This approach facilitates the management of the discretized values and improves the efficiency and performance of the entire graph neural network by enabling quick assignment and access to the required information. For example, a hash map may be provided in the database or memory that outputs the index from the associated database based on a tuple of distances and orientations. Alternative methods for retrieval of discrete tuples are also possible.

In another aspect, it is proposed that retrieving the encoded discretization values occurs via a communication interface from a server or from a cloud.

The communication interface allows for efficient and reliable transfer of data between the server or cloud and the graph neural network (GNN). By utilizing a server or cloud, the encoded discretization values can be centrally stored and managed, providing better scalability and flexibility. This not only makes it easier to access the required data, but also to update and manage it.

The communication interface ensures that the data can be accessed in real time or near real time, improving the performance and responsiveness of the GNN. Moreover, this approach allows for seamless integration of data from various sources and usage within the GNN, thereby improving the overall performance and accuracy of the network.

In another aspect, it is proposed that the provision of discretization values of distances and/or relative orientations between nodes of the network graph of the GNN be performed uniformly or non-uniformly, in particular over multiple discretization stages, and/or dependent or independent of each other.

The discretization of distances and orientations need not be uniform. For example, discretization stages for small distances may have smaller distances than large distance discretization stages. Discretization values for distances and orientations also need not be independent from each other. For example, for vehicles in front (small relative orientation) that are close (small distance) may have much smaller discretization stages.

In another aspect, it is proposed that the GNN is used for prediction and/or planning in an autonomous driving function of a vehicle, wherein the prediction and/or planning is also based on the encoded distances and/or relative orientation included as edge features of the GNN, or benefit from encoded distances and/or relative orientations.

The GNN is preferably utilized to predict (prediction) future states and movements of the vehicle as well as its environment and assist in the creation of timetables and/or routes (planning) and/or trajectories to be driven, which allow the vehicle to be navigated safely and efficiently. It is integrated into the autonomous driving function of a vehicle to make complex decisions in real time.

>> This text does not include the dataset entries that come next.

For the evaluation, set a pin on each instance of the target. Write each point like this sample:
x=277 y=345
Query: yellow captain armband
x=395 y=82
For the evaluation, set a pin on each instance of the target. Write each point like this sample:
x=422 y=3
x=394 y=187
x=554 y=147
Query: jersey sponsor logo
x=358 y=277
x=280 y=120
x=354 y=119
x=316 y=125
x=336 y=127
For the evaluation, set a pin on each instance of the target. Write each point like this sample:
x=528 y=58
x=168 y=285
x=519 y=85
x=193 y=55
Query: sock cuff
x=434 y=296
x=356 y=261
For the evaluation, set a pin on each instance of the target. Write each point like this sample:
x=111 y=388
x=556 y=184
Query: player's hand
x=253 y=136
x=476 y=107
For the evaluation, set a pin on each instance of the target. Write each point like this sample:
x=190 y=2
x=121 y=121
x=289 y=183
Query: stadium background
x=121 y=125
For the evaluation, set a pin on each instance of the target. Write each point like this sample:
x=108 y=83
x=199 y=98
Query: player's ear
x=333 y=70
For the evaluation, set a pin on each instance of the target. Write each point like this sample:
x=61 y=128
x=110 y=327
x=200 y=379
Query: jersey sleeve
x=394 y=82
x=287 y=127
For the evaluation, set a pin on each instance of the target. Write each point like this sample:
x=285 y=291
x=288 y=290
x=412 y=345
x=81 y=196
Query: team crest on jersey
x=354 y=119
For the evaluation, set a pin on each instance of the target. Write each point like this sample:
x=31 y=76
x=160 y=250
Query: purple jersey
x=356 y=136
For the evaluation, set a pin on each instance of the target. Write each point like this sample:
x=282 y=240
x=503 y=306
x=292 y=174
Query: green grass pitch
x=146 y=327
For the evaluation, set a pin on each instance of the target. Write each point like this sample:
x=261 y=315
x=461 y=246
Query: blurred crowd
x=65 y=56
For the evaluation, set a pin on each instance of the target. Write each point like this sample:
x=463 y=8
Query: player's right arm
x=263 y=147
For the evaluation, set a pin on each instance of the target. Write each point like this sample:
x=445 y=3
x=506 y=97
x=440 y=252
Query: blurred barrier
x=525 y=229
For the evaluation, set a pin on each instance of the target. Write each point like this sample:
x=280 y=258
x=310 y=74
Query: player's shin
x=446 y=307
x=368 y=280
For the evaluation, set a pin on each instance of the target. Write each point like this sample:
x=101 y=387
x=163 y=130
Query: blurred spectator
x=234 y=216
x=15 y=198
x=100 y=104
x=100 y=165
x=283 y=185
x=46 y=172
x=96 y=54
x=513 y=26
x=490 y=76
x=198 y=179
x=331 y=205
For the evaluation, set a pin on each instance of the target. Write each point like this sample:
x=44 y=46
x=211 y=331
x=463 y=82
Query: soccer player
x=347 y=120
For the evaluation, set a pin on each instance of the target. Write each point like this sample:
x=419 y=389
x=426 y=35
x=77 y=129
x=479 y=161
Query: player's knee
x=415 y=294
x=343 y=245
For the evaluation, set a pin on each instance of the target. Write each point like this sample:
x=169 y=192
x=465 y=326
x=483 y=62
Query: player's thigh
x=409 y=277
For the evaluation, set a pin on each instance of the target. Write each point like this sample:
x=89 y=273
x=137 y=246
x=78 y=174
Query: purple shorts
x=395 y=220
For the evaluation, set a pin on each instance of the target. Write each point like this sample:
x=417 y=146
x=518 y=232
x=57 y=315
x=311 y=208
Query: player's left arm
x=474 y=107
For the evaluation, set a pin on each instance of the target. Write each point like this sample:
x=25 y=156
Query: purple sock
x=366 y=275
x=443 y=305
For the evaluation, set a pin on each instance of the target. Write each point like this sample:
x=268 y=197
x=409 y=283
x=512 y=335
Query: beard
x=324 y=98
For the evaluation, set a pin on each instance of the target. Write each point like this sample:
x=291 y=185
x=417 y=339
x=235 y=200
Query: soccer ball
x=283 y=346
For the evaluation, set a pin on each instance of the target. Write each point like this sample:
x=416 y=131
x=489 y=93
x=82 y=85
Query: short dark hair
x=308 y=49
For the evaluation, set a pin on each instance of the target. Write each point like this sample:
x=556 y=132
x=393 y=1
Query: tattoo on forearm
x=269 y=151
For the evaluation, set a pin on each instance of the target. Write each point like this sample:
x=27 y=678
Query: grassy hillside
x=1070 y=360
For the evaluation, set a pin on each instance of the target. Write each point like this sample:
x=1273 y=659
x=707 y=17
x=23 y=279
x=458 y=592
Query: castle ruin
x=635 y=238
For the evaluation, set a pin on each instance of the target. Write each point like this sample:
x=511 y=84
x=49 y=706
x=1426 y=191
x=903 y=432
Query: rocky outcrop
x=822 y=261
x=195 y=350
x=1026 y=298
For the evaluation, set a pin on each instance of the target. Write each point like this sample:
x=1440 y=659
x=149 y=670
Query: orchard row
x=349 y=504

This includes detecting traffic conditions, obstacles, and other vehicles, as well as adjusting the travel strategy accordingly. The distances between different objects or points in the surroundings of the vehicle are encoded and stored as discrete values. These encoded distances serve as important input data for the GNN to model the spatial relationships. In addition to the distances, the relative orientations (angles) between the nodes (e.g., objects or vehicles) are also encoded. These orientations are used as edge features in the GNN to account for the direction and orientation of objects.

The encoded distances and relative orientations are integrated as edge features in the GNN, allowing the network to precisely model the connections and interactions between the nodes in the graph. This methodology enables the GNN to perform more precise and robust predictions and plans for the autonomous travel function of a vehicle, which improves the ability of the vehicle to handle complex travel situations and navigate safely.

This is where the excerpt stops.